Filed under downloads, Internet Security Alerts, Tech Net News

8 responses to “Tech Thoughts Daily Net News – December 21, 2012

  1. Dave B.

    In RE: Video games to come under scrutiny; I think a harder look should be taken at the parents that allow their children to play these games. We have a game rating system, you can’t blame the games for poor parenting skills, just like you can’t blame the car for the drunk driver, or the gun for the shooting.

    • Hi Dave,

      Totally agree with you on all your points.

      The notion of “parental responsibility”, as we once knew it, seems to have almost vanished.

      Merry Christmas Dave, to you and your family.



  2. delenn13

    No one takes responsibility for their actions. It is always someone else at fault. That is why they have the ratings on movies and games because parents made them.

    I was raised to respect a gun.

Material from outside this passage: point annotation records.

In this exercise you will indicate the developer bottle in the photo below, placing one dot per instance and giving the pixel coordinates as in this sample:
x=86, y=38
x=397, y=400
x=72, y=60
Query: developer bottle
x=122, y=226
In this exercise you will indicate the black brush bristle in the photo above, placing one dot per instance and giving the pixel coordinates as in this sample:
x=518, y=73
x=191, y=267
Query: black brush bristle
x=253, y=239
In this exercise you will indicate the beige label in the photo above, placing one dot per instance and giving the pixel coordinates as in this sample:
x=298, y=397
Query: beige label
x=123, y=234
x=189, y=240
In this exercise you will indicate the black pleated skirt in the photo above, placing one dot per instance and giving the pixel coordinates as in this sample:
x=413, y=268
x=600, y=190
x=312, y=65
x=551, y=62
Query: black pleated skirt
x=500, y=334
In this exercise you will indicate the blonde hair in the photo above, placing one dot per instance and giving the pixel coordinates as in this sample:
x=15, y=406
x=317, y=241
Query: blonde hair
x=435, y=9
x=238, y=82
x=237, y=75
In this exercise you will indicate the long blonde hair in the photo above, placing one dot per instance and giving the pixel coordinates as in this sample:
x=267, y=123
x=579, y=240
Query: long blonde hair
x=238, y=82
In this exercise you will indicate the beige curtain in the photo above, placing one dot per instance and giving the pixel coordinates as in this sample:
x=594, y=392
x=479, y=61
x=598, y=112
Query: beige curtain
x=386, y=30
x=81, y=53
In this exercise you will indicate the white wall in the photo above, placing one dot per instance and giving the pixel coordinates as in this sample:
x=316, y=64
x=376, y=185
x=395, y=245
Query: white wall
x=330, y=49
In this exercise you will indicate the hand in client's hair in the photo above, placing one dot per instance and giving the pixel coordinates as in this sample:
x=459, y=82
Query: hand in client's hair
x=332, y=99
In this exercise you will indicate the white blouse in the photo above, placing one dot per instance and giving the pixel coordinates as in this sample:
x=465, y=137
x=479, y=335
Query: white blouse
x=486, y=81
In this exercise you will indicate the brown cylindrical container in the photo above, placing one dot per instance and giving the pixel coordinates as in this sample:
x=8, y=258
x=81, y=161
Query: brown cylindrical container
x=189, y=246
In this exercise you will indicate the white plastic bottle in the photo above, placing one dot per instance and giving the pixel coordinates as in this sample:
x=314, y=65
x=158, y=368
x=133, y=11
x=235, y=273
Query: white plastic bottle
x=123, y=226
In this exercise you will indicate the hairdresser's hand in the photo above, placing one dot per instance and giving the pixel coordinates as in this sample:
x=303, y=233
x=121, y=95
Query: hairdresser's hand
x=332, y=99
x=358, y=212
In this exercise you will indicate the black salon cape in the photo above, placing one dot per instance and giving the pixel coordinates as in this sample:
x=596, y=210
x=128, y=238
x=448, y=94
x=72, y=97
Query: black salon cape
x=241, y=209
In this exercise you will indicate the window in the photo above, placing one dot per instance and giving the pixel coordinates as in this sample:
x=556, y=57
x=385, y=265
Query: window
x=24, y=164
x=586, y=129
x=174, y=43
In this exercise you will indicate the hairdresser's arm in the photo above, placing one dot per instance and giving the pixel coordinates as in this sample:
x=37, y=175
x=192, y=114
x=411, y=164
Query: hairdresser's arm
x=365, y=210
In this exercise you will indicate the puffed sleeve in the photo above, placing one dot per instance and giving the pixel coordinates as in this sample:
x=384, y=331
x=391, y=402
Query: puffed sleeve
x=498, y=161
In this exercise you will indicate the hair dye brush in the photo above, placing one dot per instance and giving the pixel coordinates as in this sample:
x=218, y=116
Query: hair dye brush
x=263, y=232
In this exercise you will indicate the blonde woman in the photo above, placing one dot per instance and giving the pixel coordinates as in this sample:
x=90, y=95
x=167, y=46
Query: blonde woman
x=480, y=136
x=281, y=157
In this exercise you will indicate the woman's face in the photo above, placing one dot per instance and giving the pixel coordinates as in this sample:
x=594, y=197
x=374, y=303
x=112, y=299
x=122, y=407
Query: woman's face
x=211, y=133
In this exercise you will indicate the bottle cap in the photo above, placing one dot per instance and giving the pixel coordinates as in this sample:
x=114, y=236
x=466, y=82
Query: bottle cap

Yes, I know how to shoot. Oh my and I play some violent games. :0

    • Hey Delenn13,

      Amen to that. Hell, the average person can’t even spell “responsibility” – too many letters. No, I’m not kidding. Stupidity, and lack of societal engagement (including personal responsibility) is epidemic.



  3. John Bent

    Hi Bill,

    Catching up on emails after the festive season (part one).

    It is a fact of life, sadly, that the responsible majority suffer for the misdemeanours of the irresponsible minority. A classic example of this is in car insurance, where those who insure have their premiums increased to pay for those who don’t bother.

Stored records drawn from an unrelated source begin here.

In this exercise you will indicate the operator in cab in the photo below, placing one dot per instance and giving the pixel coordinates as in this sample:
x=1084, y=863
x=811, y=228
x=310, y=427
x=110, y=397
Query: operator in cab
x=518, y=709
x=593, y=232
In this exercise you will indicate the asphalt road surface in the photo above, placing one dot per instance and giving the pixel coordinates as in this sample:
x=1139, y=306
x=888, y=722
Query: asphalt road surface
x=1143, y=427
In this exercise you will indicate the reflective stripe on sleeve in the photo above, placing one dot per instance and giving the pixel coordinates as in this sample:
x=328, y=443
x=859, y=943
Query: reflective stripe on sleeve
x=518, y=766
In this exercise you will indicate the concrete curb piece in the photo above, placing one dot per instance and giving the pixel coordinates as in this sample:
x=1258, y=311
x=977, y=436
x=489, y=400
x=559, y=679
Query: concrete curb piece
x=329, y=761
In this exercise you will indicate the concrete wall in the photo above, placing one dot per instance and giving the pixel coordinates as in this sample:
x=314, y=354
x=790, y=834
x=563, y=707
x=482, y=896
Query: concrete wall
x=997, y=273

    Living in the UK, I am not qualified to comment on US (and Canadian?) gun laws. However I do ask myself why anyone needs an AK47 for self-defence.

    Kind regards

    • Hi John,

      lol!! Part one, huh? 🙂

      Comparing gun laws, U.S. vs Canada, is pointless in a broad sense. Yes, there are differences (far fewer than many realize) – but, it’s the insane “wild west” attitude (despite the fact that in reality there never was a “wild west”) held by a significant percentage of Americans, that’s culturally NUTS! Couple that attitude with the belief that “the right to keep and bear arms” is applicable in the twenty-first century, and the ingredients for continuing tragedy are in place.

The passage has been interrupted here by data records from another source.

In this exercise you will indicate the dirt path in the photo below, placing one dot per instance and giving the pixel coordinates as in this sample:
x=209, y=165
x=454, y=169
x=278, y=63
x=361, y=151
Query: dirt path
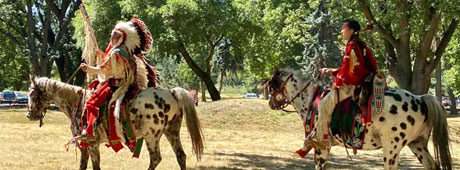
x=239, y=134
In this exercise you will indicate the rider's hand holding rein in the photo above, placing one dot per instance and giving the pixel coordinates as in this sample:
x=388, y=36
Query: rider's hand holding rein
x=89, y=69
x=328, y=71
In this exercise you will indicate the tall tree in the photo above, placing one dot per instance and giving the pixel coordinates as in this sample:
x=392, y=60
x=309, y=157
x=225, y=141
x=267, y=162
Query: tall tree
x=45, y=31
x=416, y=40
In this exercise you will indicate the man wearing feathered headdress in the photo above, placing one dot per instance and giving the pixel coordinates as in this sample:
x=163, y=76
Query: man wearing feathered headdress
x=121, y=74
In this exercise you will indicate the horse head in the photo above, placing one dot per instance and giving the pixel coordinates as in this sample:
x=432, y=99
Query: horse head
x=285, y=86
x=38, y=99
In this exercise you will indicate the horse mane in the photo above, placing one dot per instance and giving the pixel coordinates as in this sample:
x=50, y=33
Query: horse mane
x=297, y=74
x=57, y=87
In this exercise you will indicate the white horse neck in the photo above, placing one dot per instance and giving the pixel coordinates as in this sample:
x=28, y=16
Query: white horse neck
x=296, y=87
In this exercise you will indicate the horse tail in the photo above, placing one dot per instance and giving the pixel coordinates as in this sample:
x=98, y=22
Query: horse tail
x=187, y=105
x=438, y=120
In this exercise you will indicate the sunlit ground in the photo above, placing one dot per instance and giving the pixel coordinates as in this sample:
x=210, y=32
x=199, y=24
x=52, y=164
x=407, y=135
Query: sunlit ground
x=239, y=134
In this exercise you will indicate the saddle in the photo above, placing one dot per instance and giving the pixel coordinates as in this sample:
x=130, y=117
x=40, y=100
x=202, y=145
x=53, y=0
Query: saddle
x=351, y=116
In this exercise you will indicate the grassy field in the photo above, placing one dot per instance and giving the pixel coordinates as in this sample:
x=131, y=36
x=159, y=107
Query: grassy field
x=239, y=134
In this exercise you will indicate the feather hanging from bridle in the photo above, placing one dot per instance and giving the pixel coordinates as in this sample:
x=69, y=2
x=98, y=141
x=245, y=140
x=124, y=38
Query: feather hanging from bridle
x=91, y=48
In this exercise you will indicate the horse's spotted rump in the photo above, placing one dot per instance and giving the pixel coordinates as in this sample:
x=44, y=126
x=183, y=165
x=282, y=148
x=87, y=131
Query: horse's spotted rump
x=411, y=120
x=149, y=106
x=403, y=125
x=155, y=119
x=402, y=135
x=167, y=108
x=134, y=111
x=393, y=109
x=395, y=95
x=405, y=106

      I’m sure there are those who will take issue with my views – but, for those who do – suck it up, you’re a dying breed (pun intended).

      Finally, as a High School shooting champion (a Lord Strathcona winner here in Canada), with 6 years of service in the Army Reserve, I hardly lack experience with small arms. Which is why – I would not allow a weapon in my home. Not ever!



      • John Bent

        Hi Bill,

        Spot on in every respect. Despite the hand-wringing and good intentions (sincerely felt, I’m sure), there seems to be an inevitability that the tragedies will continue.

        I hope you are right and that those who espouse this craziness are a dying breed. I’m afraid that their extinction is a long way off, though.

        Kind regards

        • Hi John,

          Sad to think that it will take generations to eradicate a vicious mindset camouflaged as “freedom”, “unalienable rights”, and all of the usual BS that accompanies what is effectively the coffin lid closing on a civilized America.